Court Opinion

ID: 9636104
Source: CourtListenerOpinion
Date Created: 2023-08-22 14:16:49.814368+00
Date Added: 2024-06-11T12:05:50.192758
License: Public Domain

GOODRICH, Circuit Judge
(dissenting).
The reason for differing in opinion with the majority of the Court in this case is not what is said by them, but what was said by the Supreme Court in reversing us in Commissioner of Internal Revenue v.
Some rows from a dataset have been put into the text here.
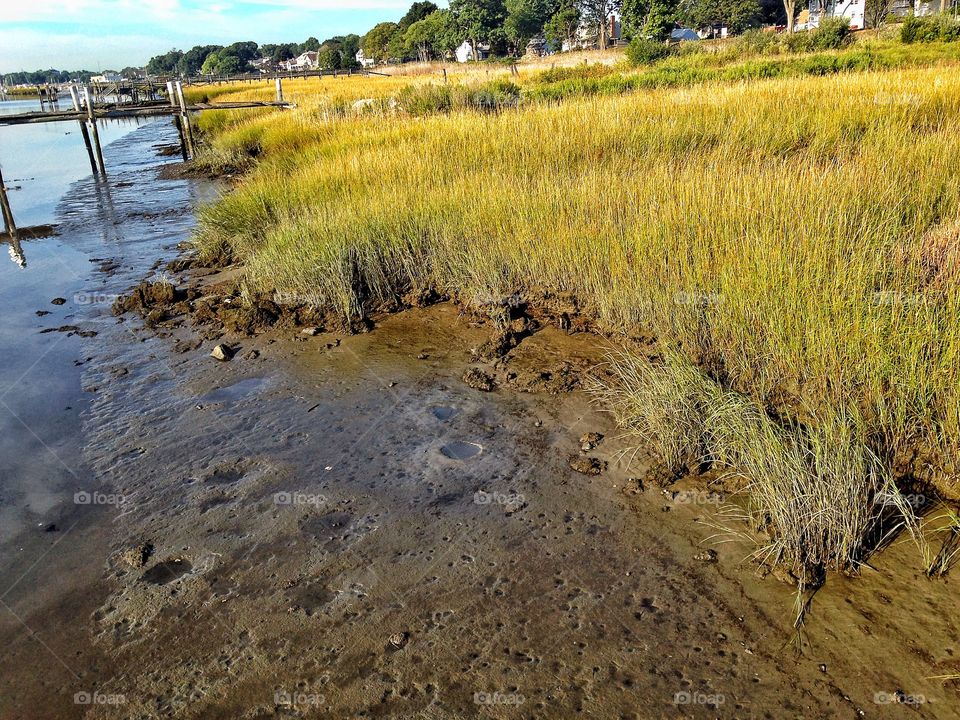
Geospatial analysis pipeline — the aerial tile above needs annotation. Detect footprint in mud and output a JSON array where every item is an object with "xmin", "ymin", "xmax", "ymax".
[
  {"xmin": 202, "ymin": 461, "xmax": 248, "ymax": 485},
  {"xmin": 440, "ymin": 441, "xmax": 482, "ymax": 460},
  {"xmin": 141, "ymin": 558, "xmax": 193, "ymax": 585},
  {"xmin": 288, "ymin": 581, "xmax": 337, "ymax": 616},
  {"xmin": 299, "ymin": 511, "xmax": 377, "ymax": 553},
  {"xmin": 431, "ymin": 406, "xmax": 458, "ymax": 421}
]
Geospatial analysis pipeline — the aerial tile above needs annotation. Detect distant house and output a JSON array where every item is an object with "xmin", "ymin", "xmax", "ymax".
[
  {"xmin": 285, "ymin": 51, "xmax": 319, "ymax": 71},
  {"xmin": 356, "ymin": 49, "xmax": 375, "ymax": 68},
  {"xmin": 562, "ymin": 13, "xmax": 622, "ymax": 51},
  {"xmin": 90, "ymin": 72, "xmax": 122, "ymax": 83},
  {"xmin": 806, "ymin": 0, "xmax": 914, "ymax": 29},
  {"xmin": 455, "ymin": 40, "xmax": 490, "ymax": 62},
  {"xmin": 251, "ymin": 57, "xmax": 274, "ymax": 73},
  {"xmin": 671, "ymin": 28, "xmax": 701, "ymax": 41},
  {"xmin": 525, "ymin": 35, "xmax": 554, "ymax": 57},
  {"xmin": 915, "ymin": 0, "xmax": 957, "ymax": 14}
]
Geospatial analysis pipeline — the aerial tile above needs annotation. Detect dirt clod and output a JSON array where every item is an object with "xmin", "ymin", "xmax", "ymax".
[
  {"xmin": 570, "ymin": 456, "xmax": 607, "ymax": 475},
  {"xmin": 462, "ymin": 367, "xmax": 496, "ymax": 392}
]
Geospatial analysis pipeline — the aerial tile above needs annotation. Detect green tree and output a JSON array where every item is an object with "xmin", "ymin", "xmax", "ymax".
[
  {"xmin": 687, "ymin": 0, "xmax": 759, "ymax": 33},
  {"xmin": 399, "ymin": 1, "xmax": 440, "ymax": 28},
  {"xmin": 177, "ymin": 45, "xmax": 222, "ymax": 76},
  {"xmin": 146, "ymin": 49, "xmax": 184, "ymax": 76},
  {"xmin": 642, "ymin": 0, "xmax": 675, "ymax": 40},
  {"xmin": 451, "ymin": 0, "xmax": 508, "ymax": 59},
  {"xmin": 340, "ymin": 34, "xmax": 362, "ymax": 67},
  {"xmin": 302, "ymin": 36, "xmax": 321, "ymax": 52},
  {"xmin": 317, "ymin": 48, "xmax": 342, "ymax": 69},
  {"xmin": 362, "ymin": 21, "xmax": 401, "ymax": 62},
  {"xmin": 504, "ymin": 0, "xmax": 558, "ymax": 51},
  {"xmin": 576, "ymin": 0, "xmax": 622, "ymax": 49},
  {"xmin": 544, "ymin": 1, "xmax": 581, "ymax": 49}
]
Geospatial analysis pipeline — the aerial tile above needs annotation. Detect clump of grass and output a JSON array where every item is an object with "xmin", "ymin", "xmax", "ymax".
[{"xmin": 591, "ymin": 351, "xmax": 923, "ymax": 580}]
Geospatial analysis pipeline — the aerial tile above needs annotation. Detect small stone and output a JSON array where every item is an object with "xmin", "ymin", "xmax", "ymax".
[
  {"xmin": 417, "ymin": 353, "xmax": 429, "ymax": 360},
  {"xmin": 51, "ymin": 297, "xmax": 66, "ymax": 305},
  {"xmin": 300, "ymin": 327, "xmax": 321, "ymax": 336},
  {"xmin": 693, "ymin": 549, "xmax": 717, "ymax": 563},
  {"xmin": 387, "ymin": 631, "xmax": 409, "ymax": 651},
  {"xmin": 210, "ymin": 344, "xmax": 234, "ymax": 361},
  {"xmin": 243, "ymin": 349, "xmax": 260, "ymax": 360}
]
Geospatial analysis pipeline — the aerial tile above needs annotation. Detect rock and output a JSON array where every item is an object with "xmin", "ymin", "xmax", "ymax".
[
  {"xmin": 211, "ymin": 344, "xmax": 234, "ymax": 361},
  {"xmin": 35, "ymin": 310, "xmax": 51, "ymax": 317},
  {"xmin": 569, "ymin": 456, "xmax": 607, "ymax": 475},
  {"xmin": 51, "ymin": 297, "xmax": 66, "ymax": 305},
  {"xmin": 462, "ymin": 367, "xmax": 495, "ymax": 392},
  {"xmin": 43, "ymin": 523, "xmax": 59, "ymax": 533},
  {"xmin": 243, "ymin": 349, "xmax": 260, "ymax": 360},
  {"xmin": 417, "ymin": 353, "xmax": 429, "ymax": 360},
  {"xmin": 300, "ymin": 326, "xmax": 321, "ymax": 336},
  {"xmin": 387, "ymin": 631, "xmax": 409, "ymax": 651},
  {"xmin": 693, "ymin": 549, "xmax": 717, "ymax": 563},
  {"xmin": 579, "ymin": 432, "xmax": 604, "ymax": 451}
]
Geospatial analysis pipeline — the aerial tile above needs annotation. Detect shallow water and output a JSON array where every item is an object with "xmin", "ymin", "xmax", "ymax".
[{"xmin": 0, "ymin": 109, "xmax": 213, "ymax": 542}]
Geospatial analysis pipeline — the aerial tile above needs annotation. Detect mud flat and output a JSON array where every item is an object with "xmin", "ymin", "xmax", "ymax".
[{"xmin": 0, "ymin": 140, "xmax": 957, "ymax": 717}]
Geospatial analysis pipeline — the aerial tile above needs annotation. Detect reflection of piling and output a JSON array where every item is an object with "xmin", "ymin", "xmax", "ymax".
[
  {"xmin": 69, "ymin": 86, "xmax": 99, "ymax": 177},
  {"xmin": 166, "ymin": 81, "xmax": 189, "ymax": 161},
  {"xmin": 174, "ymin": 81, "xmax": 195, "ymax": 159},
  {"xmin": 0, "ymin": 165, "xmax": 17, "ymax": 236},
  {"xmin": 83, "ymin": 86, "xmax": 107, "ymax": 177}
]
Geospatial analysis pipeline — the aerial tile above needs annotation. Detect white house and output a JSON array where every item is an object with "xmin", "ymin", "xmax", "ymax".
[
  {"xmin": 90, "ymin": 72, "xmax": 122, "ymax": 83},
  {"xmin": 454, "ymin": 40, "xmax": 490, "ymax": 62},
  {"xmin": 915, "ymin": 0, "xmax": 957, "ymax": 14},
  {"xmin": 284, "ymin": 51, "xmax": 319, "ymax": 71},
  {"xmin": 806, "ymin": 0, "xmax": 914, "ymax": 29},
  {"xmin": 356, "ymin": 49, "xmax": 375, "ymax": 67}
]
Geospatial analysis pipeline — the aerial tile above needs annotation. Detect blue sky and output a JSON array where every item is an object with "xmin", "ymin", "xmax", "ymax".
[{"xmin": 1, "ymin": 1, "xmax": 422, "ymax": 72}]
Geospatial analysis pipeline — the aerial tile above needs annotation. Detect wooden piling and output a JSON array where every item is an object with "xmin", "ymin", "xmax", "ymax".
[
  {"xmin": 275, "ymin": 77, "xmax": 283, "ymax": 103},
  {"xmin": 175, "ymin": 82, "xmax": 196, "ymax": 159},
  {"xmin": 69, "ymin": 86, "xmax": 99, "ymax": 176},
  {"xmin": 83, "ymin": 86, "xmax": 107, "ymax": 177},
  {"xmin": 0, "ymin": 165, "xmax": 17, "ymax": 236}
]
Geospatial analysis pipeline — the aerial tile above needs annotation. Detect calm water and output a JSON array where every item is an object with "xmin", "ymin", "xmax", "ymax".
[{"xmin": 0, "ymin": 99, "xmax": 211, "ymax": 540}]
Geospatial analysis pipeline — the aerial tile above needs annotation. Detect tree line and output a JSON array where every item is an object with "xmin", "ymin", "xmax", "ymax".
[{"xmin": 137, "ymin": 0, "xmax": 787, "ymax": 78}]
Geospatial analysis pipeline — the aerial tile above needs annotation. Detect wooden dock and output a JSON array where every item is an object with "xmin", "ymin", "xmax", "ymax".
[
  {"xmin": 0, "ymin": 80, "xmax": 294, "ymax": 237},
  {"xmin": 0, "ymin": 99, "xmax": 290, "ymax": 126}
]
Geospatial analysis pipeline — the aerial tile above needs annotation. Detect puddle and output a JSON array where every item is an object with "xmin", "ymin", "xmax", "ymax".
[
  {"xmin": 141, "ymin": 558, "xmax": 192, "ymax": 585},
  {"xmin": 199, "ymin": 377, "xmax": 269, "ymax": 405},
  {"xmin": 431, "ymin": 406, "xmax": 458, "ymax": 421},
  {"xmin": 440, "ymin": 441, "xmax": 483, "ymax": 460}
]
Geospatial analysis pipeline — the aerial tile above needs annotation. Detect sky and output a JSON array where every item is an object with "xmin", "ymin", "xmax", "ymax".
[{"xmin": 0, "ymin": 0, "xmax": 423, "ymax": 72}]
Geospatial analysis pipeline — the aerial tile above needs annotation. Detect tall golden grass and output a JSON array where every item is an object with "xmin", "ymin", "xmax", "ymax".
[{"xmin": 191, "ymin": 59, "xmax": 960, "ymax": 573}]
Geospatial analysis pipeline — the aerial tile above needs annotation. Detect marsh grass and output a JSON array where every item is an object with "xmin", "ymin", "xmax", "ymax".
[{"xmin": 190, "ymin": 56, "xmax": 960, "ymax": 576}]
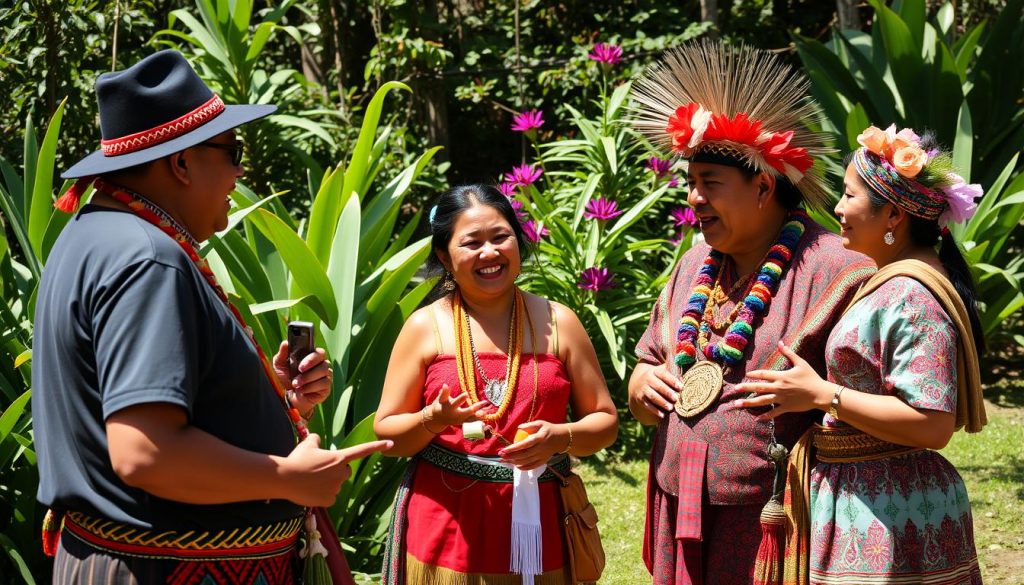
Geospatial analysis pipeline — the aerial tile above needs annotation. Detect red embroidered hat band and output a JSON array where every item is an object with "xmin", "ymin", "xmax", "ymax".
[{"xmin": 100, "ymin": 95, "xmax": 226, "ymax": 157}]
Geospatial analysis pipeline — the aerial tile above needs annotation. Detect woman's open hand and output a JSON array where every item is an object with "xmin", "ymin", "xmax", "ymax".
[
  {"xmin": 733, "ymin": 341, "xmax": 832, "ymax": 421},
  {"xmin": 422, "ymin": 383, "xmax": 489, "ymax": 432}
]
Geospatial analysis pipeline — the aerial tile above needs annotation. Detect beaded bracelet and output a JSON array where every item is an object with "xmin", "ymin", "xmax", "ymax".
[
  {"xmin": 420, "ymin": 407, "xmax": 443, "ymax": 434},
  {"xmin": 559, "ymin": 423, "xmax": 574, "ymax": 454}
]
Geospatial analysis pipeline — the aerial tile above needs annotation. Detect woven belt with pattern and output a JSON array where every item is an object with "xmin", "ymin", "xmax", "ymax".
[
  {"xmin": 62, "ymin": 511, "xmax": 303, "ymax": 561},
  {"xmin": 814, "ymin": 424, "xmax": 923, "ymax": 463},
  {"xmin": 419, "ymin": 442, "xmax": 571, "ymax": 482}
]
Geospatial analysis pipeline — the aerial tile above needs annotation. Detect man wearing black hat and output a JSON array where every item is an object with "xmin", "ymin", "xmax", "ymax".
[{"xmin": 32, "ymin": 50, "xmax": 390, "ymax": 583}]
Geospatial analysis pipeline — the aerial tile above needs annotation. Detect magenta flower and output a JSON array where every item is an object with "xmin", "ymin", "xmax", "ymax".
[
  {"xmin": 670, "ymin": 206, "xmax": 698, "ymax": 228},
  {"xmin": 498, "ymin": 181, "xmax": 518, "ymax": 197},
  {"xmin": 506, "ymin": 164, "xmax": 543, "ymax": 187},
  {"xmin": 578, "ymin": 267, "xmax": 617, "ymax": 292},
  {"xmin": 584, "ymin": 197, "xmax": 624, "ymax": 221},
  {"xmin": 511, "ymin": 109, "xmax": 544, "ymax": 133},
  {"xmin": 521, "ymin": 219, "xmax": 549, "ymax": 243},
  {"xmin": 646, "ymin": 156, "xmax": 672, "ymax": 178},
  {"xmin": 509, "ymin": 198, "xmax": 525, "ymax": 216},
  {"xmin": 668, "ymin": 176, "xmax": 680, "ymax": 189},
  {"xmin": 589, "ymin": 42, "xmax": 623, "ymax": 65}
]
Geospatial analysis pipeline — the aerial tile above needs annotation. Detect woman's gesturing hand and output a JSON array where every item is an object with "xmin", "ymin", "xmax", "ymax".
[
  {"xmin": 422, "ymin": 383, "xmax": 489, "ymax": 432},
  {"xmin": 733, "ymin": 341, "xmax": 831, "ymax": 421}
]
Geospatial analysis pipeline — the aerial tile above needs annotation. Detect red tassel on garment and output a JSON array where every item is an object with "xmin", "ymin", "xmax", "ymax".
[
  {"xmin": 753, "ymin": 442, "xmax": 790, "ymax": 585},
  {"xmin": 752, "ymin": 499, "xmax": 786, "ymax": 585},
  {"xmin": 53, "ymin": 177, "xmax": 95, "ymax": 213},
  {"xmin": 41, "ymin": 509, "xmax": 65, "ymax": 557}
]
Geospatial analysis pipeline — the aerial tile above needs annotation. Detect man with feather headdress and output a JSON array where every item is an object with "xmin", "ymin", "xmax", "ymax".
[{"xmin": 627, "ymin": 40, "xmax": 874, "ymax": 584}]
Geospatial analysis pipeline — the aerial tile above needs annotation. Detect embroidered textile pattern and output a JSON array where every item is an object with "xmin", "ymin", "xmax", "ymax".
[
  {"xmin": 64, "ymin": 512, "xmax": 302, "ymax": 559},
  {"xmin": 100, "ymin": 95, "xmax": 226, "ymax": 156},
  {"xmin": 675, "ymin": 210, "xmax": 808, "ymax": 370}
]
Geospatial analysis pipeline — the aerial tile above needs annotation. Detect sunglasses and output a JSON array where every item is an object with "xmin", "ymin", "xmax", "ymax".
[{"xmin": 195, "ymin": 141, "xmax": 244, "ymax": 167}]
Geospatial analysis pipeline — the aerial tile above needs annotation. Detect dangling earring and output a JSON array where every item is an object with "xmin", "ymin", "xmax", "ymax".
[{"xmin": 883, "ymin": 230, "xmax": 895, "ymax": 246}]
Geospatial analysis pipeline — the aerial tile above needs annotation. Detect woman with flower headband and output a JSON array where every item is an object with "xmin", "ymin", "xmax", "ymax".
[
  {"xmin": 736, "ymin": 125, "xmax": 986, "ymax": 584},
  {"xmin": 627, "ymin": 40, "xmax": 875, "ymax": 584},
  {"xmin": 374, "ymin": 184, "xmax": 618, "ymax": 584}
]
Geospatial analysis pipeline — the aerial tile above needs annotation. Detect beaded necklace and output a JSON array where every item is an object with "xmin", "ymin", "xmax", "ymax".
[
  {"xmin": 453, "ymin": 288, "xmax": 537, "ymax": 423},
  {"xmin": 94, "ymin": 178, "xmax": 307, "ymax": 438},
  {"xmin": 675, "ymin": 210, "xmax": 808, "ymax": 371}
]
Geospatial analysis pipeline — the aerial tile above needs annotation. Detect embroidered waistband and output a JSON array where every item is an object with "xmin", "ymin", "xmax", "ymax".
[
  {"xmin": 419, "ymin": 442, "xmax": 571, "ymax": 482},
  {"xmin": 814, "ymin": 425, "xmax": 923, "ymax": 463},
  {"xmin": 62, "ymin": 511, "xmax": 303, "ymax": 561}
]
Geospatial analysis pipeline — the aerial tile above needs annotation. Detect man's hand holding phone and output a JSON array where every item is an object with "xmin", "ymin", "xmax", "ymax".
[{"xmin": 273, "ymin": 321, "xmax": 332, "ymax": 419}]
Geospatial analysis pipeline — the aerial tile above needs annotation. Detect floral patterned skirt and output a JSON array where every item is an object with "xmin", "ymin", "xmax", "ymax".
[{"xmin": 809, "ymin": 450, "xmax": 982, "ymax": 584}]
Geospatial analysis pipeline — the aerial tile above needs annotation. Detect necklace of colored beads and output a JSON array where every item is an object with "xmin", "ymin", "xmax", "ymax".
[
  {"xmin": 675, "ymin": 210, "xmax": 808, "ymax": 370},
  {"xmin": 453, "ymin": 288, "xmax": 537, "ymax": 423},
  {"xmin": 95, "ymin": 178, "xmax": 308, "ymax": 439}
]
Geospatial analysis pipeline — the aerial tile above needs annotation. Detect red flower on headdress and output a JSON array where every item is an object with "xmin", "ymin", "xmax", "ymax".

Scottish American Investment Co., Ltd., 1944, 323 U. S. 119, 65 S.Ct. 169, 171. We were there warned that “The judicial eye must not in the first instance rove about searching for evidence to support other conflicting inferences and conclusions which the judges or the litigants may consider more reasonable or desirable.” It was said, also, that “The factual pattern is too decisive and too varied from case to case to warrant a great expenditure of appellate court energy on unravelling conflicting factual inferences.” If the nature of the problem in the case referred to was factual, it seems to me that it is no less so here. There, as here, both the Tax Court and we saw a batch of evidentiary facts which were not disputed in either tribunal. The Tax Court drew one conclusion from these facts; we drew another. We were told that we were not at liberty to do so. I think we are not here, either.